Неподалёку от сцены находился второй бассейн, покрупнее, с двумя аква-горками, исторгающими мчащиеся потоки воды. Одна традиционно была закручена в спираль. Вторая в виде горки. К этому бассейну прилегал бар мест на 30, накрытый бежевым тентом, создающим тень. За чёрной сценой скрывался ещё один бар, в тени деревьев. За этими же тенями скрывался шатёр кальянной. В кальянной кто-то пыхтел, испуская дивный яблочно-винный аромат. Там-то мы и повстречали доблестную команду аниматоров в количестве трёх человек, развлекающую группу туристов, состоящую из такого же числа особей отдыхающего пола. Все шестеро играли в дартс, бросая дротики в щит, закреплённый на изрешечённом от подобного времяпрепровождения стволе толстого дерева. Кто из них аниматор, а кто турист – разобрать не представляло труда даже для дрессированного дельфина. Аниматоры двигались, почёсывались, кашляли, крякали, создавая иллюзию оживлённости. Гости же эту иллюзию аквтиности пытались всячески развеять своей монуменальной неподвижностью и однообразием позы, словно позируя для художественного полотна.

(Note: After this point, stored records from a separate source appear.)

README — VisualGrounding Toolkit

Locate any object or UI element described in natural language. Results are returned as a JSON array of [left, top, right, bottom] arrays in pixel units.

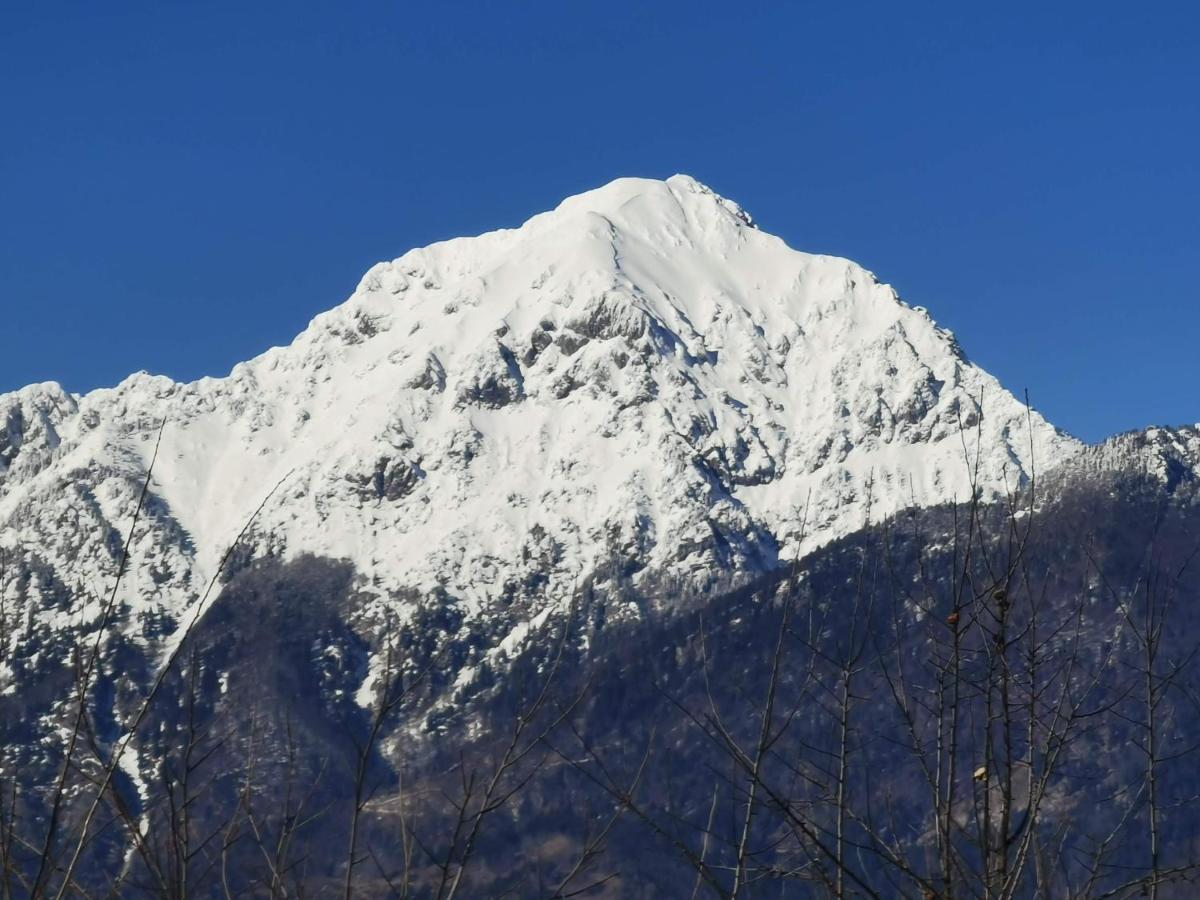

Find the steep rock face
[[0, 383, 77, 483], [0, 176, 1079, 687]]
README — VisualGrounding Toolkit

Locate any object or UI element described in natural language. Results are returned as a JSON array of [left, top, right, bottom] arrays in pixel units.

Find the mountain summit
[[0, 175, 1078, 666]]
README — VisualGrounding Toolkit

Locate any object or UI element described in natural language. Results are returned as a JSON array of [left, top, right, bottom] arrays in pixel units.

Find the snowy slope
[[0, 175, 1081, 675]]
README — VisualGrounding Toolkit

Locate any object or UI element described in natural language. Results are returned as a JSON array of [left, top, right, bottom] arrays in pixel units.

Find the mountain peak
[[0, 178, 1081, 669], [542, 174, 756, 232]]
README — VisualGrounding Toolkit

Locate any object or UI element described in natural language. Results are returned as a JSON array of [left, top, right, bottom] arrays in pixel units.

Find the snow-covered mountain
[[0, 175, 1080, 679]]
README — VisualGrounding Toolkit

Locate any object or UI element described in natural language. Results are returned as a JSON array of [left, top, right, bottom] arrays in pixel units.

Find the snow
[[0, 174, 1083, 689]]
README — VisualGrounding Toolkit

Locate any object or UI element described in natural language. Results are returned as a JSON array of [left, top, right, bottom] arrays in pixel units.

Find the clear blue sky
[[2, 2, 1197, 442]]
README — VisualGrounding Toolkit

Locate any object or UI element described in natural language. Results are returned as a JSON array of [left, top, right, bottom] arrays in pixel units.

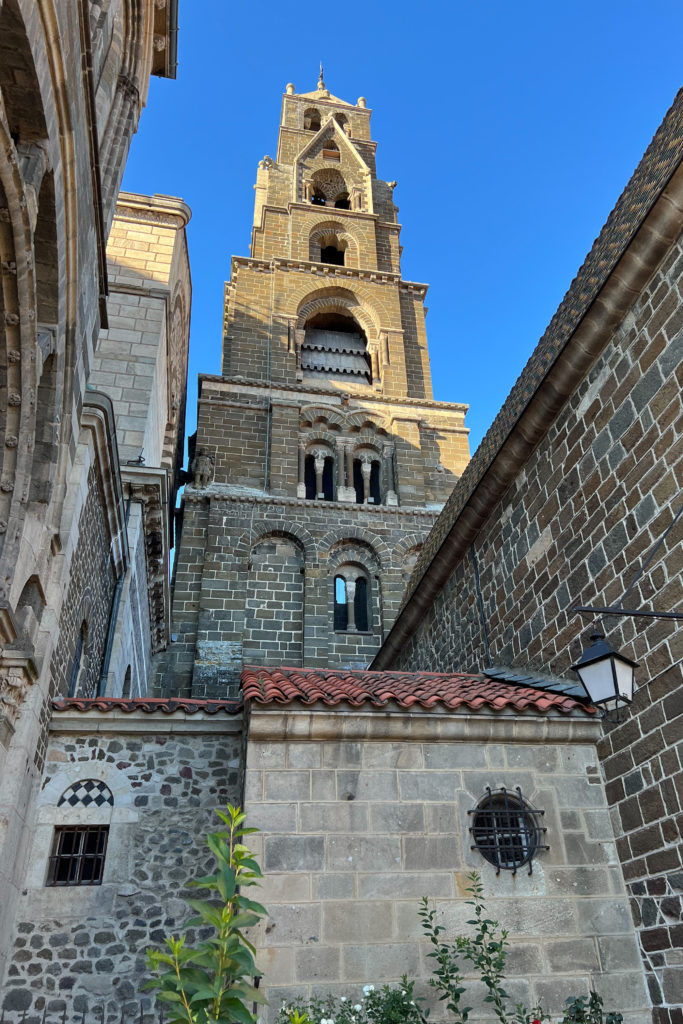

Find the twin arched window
[[334, 572, 369, 632]]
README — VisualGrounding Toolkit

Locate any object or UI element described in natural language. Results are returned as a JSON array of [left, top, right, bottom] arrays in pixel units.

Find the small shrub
[[146, 805, 268, 1024]]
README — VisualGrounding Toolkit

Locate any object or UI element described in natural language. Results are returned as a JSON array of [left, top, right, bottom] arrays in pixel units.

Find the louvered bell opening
[[302, 325, 371, 383]]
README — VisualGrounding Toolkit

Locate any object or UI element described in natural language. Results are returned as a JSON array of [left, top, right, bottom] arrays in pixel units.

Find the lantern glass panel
[[614, 658, 634, 703], [577, 659, 616, 705]]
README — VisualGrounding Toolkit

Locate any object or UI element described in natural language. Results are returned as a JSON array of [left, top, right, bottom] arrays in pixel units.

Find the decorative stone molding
[[0, 646, 38, 748], [122, 466, 171, 655], [81, 391, 128, 579]]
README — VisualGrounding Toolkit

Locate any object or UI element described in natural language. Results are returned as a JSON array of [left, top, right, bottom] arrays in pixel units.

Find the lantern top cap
[[570, 632, 639, 672]]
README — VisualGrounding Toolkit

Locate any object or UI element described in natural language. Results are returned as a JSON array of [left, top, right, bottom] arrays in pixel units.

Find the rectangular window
[[47, 825, 109, 886]]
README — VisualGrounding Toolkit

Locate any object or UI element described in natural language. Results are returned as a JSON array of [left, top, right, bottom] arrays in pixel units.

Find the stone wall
[[244, 706, 650, 1023], [2, 706, 243, 1020], [164, 495, 438, 698], [389, 229, 683, 1020], [49, 465, 117, 706]]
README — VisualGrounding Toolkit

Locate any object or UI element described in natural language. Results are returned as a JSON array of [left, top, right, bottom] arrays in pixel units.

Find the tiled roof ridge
[[52, 697, 242, 715], [241, 665, 595, 716], [401, 86, 683, 605]]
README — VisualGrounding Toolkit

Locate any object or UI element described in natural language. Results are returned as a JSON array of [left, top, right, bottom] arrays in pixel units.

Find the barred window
[[47, 825, 109, 886], [469, 787, 547, 875]]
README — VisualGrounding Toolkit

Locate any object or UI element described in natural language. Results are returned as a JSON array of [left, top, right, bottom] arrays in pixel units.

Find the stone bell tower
[[162, 76, 470, 697]]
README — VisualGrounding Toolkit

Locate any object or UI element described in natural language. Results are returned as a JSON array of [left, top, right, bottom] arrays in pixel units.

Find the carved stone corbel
[[0, 647, 38, 748]]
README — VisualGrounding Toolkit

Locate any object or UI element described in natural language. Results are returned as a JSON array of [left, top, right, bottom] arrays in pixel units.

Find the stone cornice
[[247, 706, 601, 744], [182, 487, 443, 518], [114, 191, 191, 229], [228, 255, 426, 295], [197, 374, 469, 415]]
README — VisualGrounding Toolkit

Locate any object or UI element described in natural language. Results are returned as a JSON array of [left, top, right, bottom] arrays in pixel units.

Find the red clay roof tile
[[52, 697, 241, 715], [241, 666, 594, 715]]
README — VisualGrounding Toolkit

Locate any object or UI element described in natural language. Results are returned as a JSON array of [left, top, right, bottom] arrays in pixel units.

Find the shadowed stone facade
[[4, 704, 242, 1016], [162, 77, 470, 697], [374, 90, 683, 1024], [0, 0, 188, 994]]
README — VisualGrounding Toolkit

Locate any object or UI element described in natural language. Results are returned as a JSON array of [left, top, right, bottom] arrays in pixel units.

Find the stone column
[[346, 578, 356, 631], [297, 442, 306, 499], [336, 439, 345, 493], [383, 444, 398, 506], [314, 451, 325, 499], [338, 443, 356, 503], [361, 457, 372, 503]]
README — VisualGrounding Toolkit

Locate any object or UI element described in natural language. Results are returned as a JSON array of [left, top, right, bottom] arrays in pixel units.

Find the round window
[[469, 787, 546, 875]]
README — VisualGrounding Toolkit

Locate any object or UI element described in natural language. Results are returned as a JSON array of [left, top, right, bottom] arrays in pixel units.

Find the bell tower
[[163, 79, 471, 697]]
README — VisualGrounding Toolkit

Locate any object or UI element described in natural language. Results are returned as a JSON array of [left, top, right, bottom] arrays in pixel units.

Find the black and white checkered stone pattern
[[58, 780, 114, 808]]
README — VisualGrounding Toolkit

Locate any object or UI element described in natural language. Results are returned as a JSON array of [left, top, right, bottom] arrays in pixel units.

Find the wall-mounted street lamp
[[571, 501, 682, 720], [570, 632, 638, 718]]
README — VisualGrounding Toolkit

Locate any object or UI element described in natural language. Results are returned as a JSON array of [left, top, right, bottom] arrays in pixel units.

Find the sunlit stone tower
[[164, 75, 470, 696]]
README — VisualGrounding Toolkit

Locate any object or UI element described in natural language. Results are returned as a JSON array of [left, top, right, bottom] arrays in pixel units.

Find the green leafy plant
[[418, 873, 621, 1024], [146, 805, 268, 1024], [560, 993, 622, 1024]]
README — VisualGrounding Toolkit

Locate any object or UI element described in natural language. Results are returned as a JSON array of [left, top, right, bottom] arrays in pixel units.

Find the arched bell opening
[[304, 108, 321, 131], [301, 310, 371, 385]]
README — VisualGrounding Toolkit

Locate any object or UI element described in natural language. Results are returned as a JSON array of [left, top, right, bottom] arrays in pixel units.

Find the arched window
[[334, 192, 351, 210], [334, 576, 348, 631], [354, 576, 369, 632], [334, 113, 349, 132], [304, 451, 334, 500], [333, 569, 370, 632], [320, 243, 344, 266], [352, 456, 381, 503], [68, 621, 89, 697], [304, 108, 321, 131], [47, 780, 114, 887]]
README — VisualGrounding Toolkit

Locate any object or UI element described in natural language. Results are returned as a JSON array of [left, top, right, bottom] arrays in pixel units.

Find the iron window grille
[[47, 825, 109, 886], [468, 787, 547, 875]]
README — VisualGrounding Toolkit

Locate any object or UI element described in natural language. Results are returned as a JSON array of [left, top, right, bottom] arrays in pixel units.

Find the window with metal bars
[[469, 787, 547, 875], [46, 825, 109, 886]]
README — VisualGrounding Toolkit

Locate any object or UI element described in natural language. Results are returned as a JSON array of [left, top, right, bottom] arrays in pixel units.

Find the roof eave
[[372, 157, 683, 670]]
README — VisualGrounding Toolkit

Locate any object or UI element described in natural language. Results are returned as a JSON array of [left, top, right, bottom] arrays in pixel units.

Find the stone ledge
[[182, 488, 443, 517], [247, 707, 601, 743], [50, 707, 244, 735]]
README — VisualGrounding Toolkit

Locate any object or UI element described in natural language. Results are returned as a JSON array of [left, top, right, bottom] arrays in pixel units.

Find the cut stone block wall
[[2, 707, 243, 1019], [244, 707, 651, 1024]]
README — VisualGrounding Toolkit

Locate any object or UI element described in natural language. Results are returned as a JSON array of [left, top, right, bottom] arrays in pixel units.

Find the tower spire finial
[[318, 62, 325, 91]]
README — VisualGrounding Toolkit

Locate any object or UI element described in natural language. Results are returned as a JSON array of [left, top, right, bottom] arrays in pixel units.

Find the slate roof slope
[[241, 665, 594, 715], [53, 697, 242, 715], [403, 87, 683, 605]]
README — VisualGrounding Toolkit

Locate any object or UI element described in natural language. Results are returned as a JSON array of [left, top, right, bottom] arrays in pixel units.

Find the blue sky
[[122, 2, 683, 457]]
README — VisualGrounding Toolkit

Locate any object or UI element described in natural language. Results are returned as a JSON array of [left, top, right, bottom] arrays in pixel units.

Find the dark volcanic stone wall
[[3, 716, 243, 1021], [392, 234, 683, 1022]]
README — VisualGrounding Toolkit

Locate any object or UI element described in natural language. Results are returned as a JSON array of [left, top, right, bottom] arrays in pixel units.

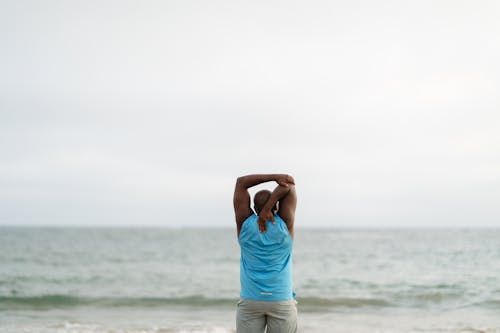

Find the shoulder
[[238, 214, 257, 238], [274, 214, 286, 223], [244, 213, 257, 223], [275, 214, 294, 238]]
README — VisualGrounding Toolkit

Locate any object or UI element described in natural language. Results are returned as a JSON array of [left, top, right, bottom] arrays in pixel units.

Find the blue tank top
[[238, 214, 295, 301]]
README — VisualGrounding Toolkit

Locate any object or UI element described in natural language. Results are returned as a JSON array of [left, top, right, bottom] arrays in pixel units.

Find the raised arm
[[277, 184, 297, 238], [236, 174, 294, 189], [257, 184, 291, 233], [233, 174, 294, 236]]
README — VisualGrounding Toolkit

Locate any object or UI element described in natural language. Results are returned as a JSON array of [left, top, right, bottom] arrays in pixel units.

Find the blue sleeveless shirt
[[238, 214, 295, 301]]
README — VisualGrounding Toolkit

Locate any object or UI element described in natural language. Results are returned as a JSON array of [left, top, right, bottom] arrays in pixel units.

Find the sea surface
[[1, 227, 499, 333]]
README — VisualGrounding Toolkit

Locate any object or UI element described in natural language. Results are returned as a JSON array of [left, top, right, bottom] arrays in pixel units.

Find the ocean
[[1, 227, 499, 333]]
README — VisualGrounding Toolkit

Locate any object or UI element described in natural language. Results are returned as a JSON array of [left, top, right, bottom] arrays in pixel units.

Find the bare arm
[[233, 174, 294, 236], [277, 184, 297, 238], [236, 174, 294, 189], [257, 184, 291, 233]]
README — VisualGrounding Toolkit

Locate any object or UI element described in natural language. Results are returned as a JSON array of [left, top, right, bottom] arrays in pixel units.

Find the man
[[233, 173, 298, 333]]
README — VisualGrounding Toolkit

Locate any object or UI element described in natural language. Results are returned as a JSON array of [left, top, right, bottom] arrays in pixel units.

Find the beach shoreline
[[2, 305, 500, 333]]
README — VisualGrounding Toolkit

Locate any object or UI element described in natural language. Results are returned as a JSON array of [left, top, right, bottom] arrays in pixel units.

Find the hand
[[276, 174, 295, 187], [258, 209, 275, 233]]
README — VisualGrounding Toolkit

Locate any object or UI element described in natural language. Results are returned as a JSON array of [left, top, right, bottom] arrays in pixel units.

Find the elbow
[[236, 176, 246, 187], [279, 184, 291, 193]]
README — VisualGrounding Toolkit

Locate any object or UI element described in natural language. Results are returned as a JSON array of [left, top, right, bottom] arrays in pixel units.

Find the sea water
[[1, 227, 499, 332]]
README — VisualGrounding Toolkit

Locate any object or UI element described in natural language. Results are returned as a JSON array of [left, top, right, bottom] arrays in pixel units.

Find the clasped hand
[[276, 174, 295, 188]]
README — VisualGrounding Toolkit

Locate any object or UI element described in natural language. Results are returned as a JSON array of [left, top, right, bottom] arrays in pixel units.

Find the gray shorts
[[236, 298, 298, 333]]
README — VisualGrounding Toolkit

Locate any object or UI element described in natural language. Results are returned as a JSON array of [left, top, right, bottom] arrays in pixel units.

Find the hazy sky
[[1, 0, 499, 227]]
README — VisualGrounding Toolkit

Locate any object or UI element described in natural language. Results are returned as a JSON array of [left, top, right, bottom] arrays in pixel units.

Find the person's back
[[239, 213, 294, 301], [233, 174, 298, 333]]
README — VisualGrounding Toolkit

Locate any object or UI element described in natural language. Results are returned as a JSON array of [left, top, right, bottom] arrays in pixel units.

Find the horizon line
[[0, 224, 498, 230]]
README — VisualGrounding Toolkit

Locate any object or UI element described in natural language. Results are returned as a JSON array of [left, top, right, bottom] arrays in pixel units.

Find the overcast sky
[[1, 0, 499, 227]]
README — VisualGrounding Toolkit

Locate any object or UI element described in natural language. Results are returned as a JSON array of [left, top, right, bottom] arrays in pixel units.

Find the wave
[[0, 295, 232, 309], [471, 299, 500, 309], [0, 294, 393, 310], [298, 296, 392, 308], [3, 294, 496, 311]]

Обязанности в обеих группах были строго распределены по ролям. Несмотря на отсутствие режиссёра от сценария никто не отклонялся и такое положение дел устраивало обе стороны. Первый, очень худой аниматор называл цифры, выбиваемые на щите, разными языками, поражая техасски-таджикским акцентом, второй записывал их на сверхзадрипанный клочок бумаги, периодически роняя ручку то ли от усталости, то ли наоборот, чтобы поддерживать себя в тонусе приседанием и тем самым не впадать в дрёмную кому. Третий, наиболее подвижный, был в роли терьера – сновал от туристов к дереву и обратно, принося в руках дротики. Так же распределились по ролям и отдыхающие. Первый протяжно зевал, пытаясь продемонстрировать миру остатки завтрака, второй – раз в минуту размеренно прикладывался к пивному доброму размером стакану, третий турист, не слизавший ещё всё молоко с порастающих пушком губ, маятникообразным движением упорно ковырял шлёпкой цементное меж плиточное пространство, отвлекаясь только на усилие для броска дротика.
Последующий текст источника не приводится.